Jernih dan Mencerahkan

Mengenal Echo Chamber dan Bahayanya di Media Sosial

283

Kinipaham – Echo chamber merupakan istilah yang sering digunakan untuk mendeskripsikan seseorang yang hanya mau menerima informasi yang dianggapnya benar sehingga sangat rentan mempercayai berita bohong atau hoax.

Menurut Pablo Barbera, penulis buku Tweeting From Left to Right, Echo Chamber bisa terjadi bila individu hanya mau menerima informasi yang mendukung opini dirinya. Salah satu faktor terkuat pembentukan Echo Chamber adalah media sosial daring.

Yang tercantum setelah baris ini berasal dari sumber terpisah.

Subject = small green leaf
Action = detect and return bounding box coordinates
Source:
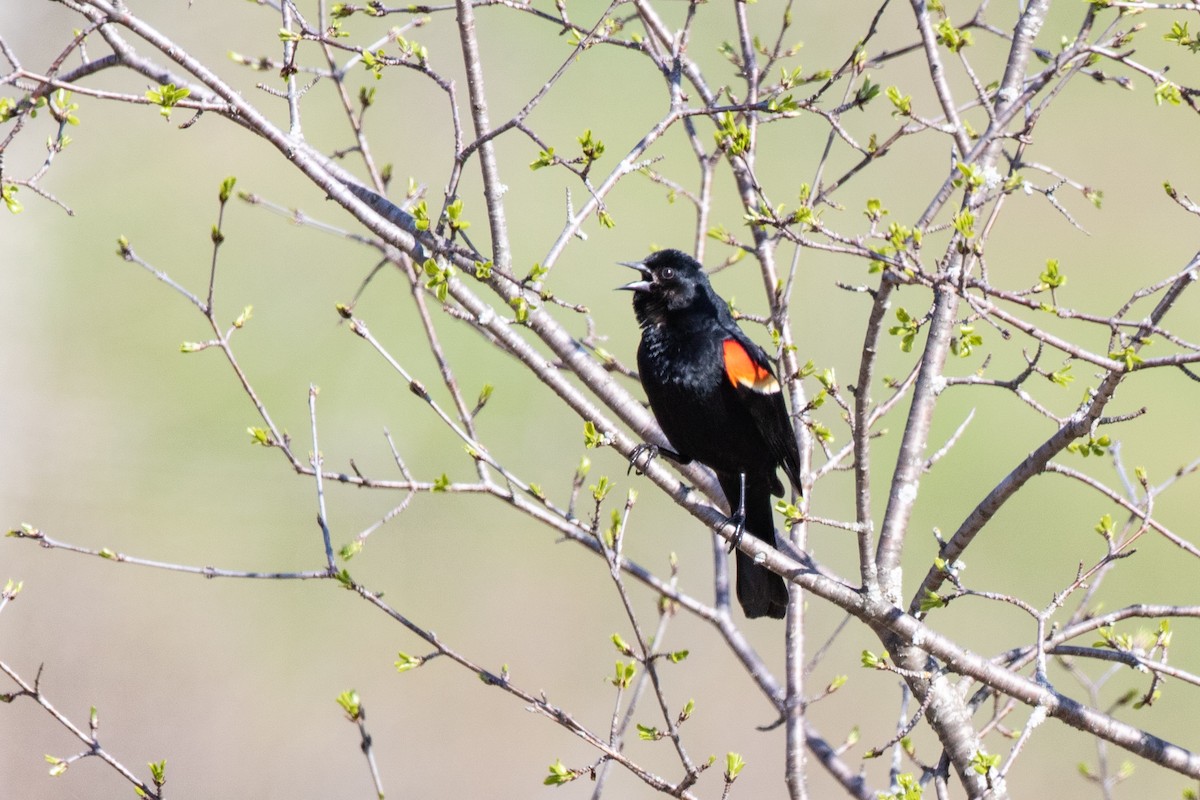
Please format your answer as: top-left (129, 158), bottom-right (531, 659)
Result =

Facebook, Twitter, grup Whatapps, dan Instagram memiliki peran besar dalam penyebaran hoax karena banyak dari penggunanya hanya mengikuti akun atau grup yang sepaham dengan dirinya dan opininya.

Ilustrasi Echo Chamber. Foto: NY Times.
Ilustrasi Echo Chamber. Foto: NY Times.

Wikipedia menyebut tidak beragamnya informasi yang didapatkan oleh seseorang di sosial media membuatnya percaya bahwa informasi yang didapatnya sudah sangat benar padahal bisa jadi informasi yang didapatnya adalah berita bohong yang penyebarannya diulang-ulang sehingga terlihat seperti kebenaran.

Echo Chamber dapat diperparah ketika seseorang menggunakan search engine seperti Google untuk mencari informasi pendukung berita hoax yang ditemukannya di media sosial.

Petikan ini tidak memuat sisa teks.